Verpflichtung zur ausdrücklichen und gesonderten Zustimmung

Kern dieser Vorschrift ist also, dass ein Verbraucher „eigens in Kenntnis gesetzt“ wird und die Abweichung „ausdrücklich“ und „gesondert“ vereinbart wird. Allerdings lässt der Gesetzestext offen, in welcher Form diese Voraussetzungen konkret erfüllt werden sollen. Das Gesetz nennt auch keine Beispiele. Vor diesem Hintergrund können wir hier nur vorläufige Empfehlungen geben, die sich ändern können, sobald zu Einzelfällen erste gerichtliche Entscheidungen vorliegen.
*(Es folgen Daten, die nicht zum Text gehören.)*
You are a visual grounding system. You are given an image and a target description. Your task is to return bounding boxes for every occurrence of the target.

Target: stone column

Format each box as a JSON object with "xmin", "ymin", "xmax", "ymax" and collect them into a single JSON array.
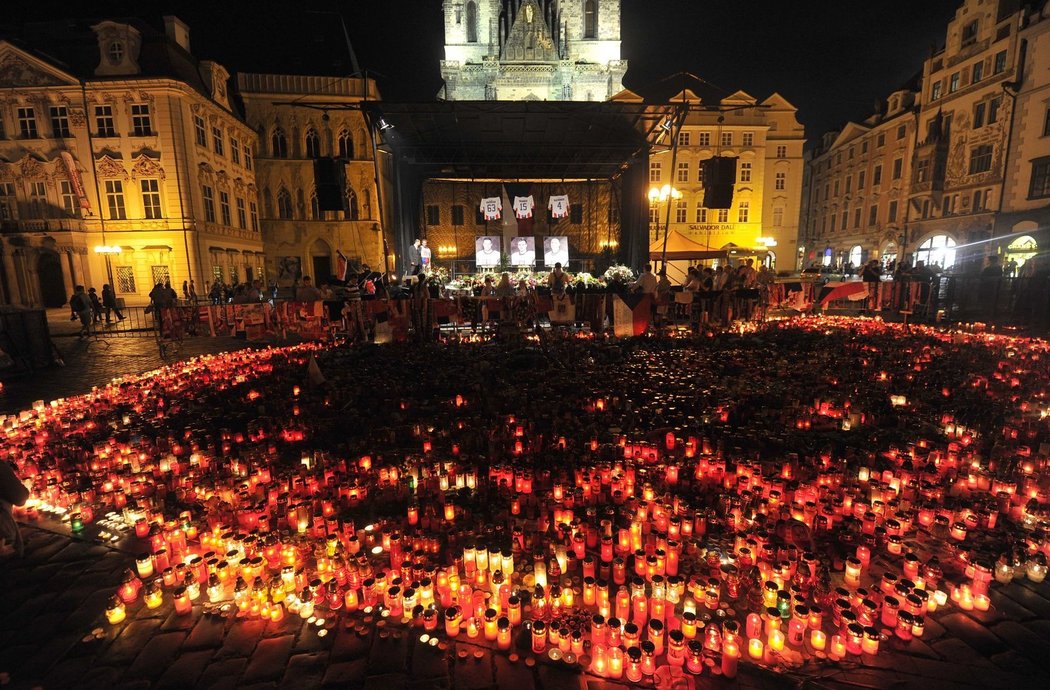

Checkbox-Lösung als mögliche Umsetzung

Eine Umsetzungsmöglichkeit für die „ausdrückliche“ und „gesonderte“ Vereinbarung einer Abweichung ist die Verwendung einer Checkbox, neben der die Abweichung beschrieben wird. Dabei setzt ein Abschluss der Bestellung voraus, dass die Checkbox angeklickt wird (eine bereits vorausgefüllte Checkbox wäre unwirksam).

Das könnte z.B. so gestaltet werden:

  •   Ich bin damit einverstanden, dass die Teekanne eine Abplatzung in der Glasur des Griffs hat.
  •   Ich bestätige, dass das Mobiltelefon ohne Akku geliefert wird.
  •   Ich akzeptiere den Flecken im rückseitigen Bezug des Sessels.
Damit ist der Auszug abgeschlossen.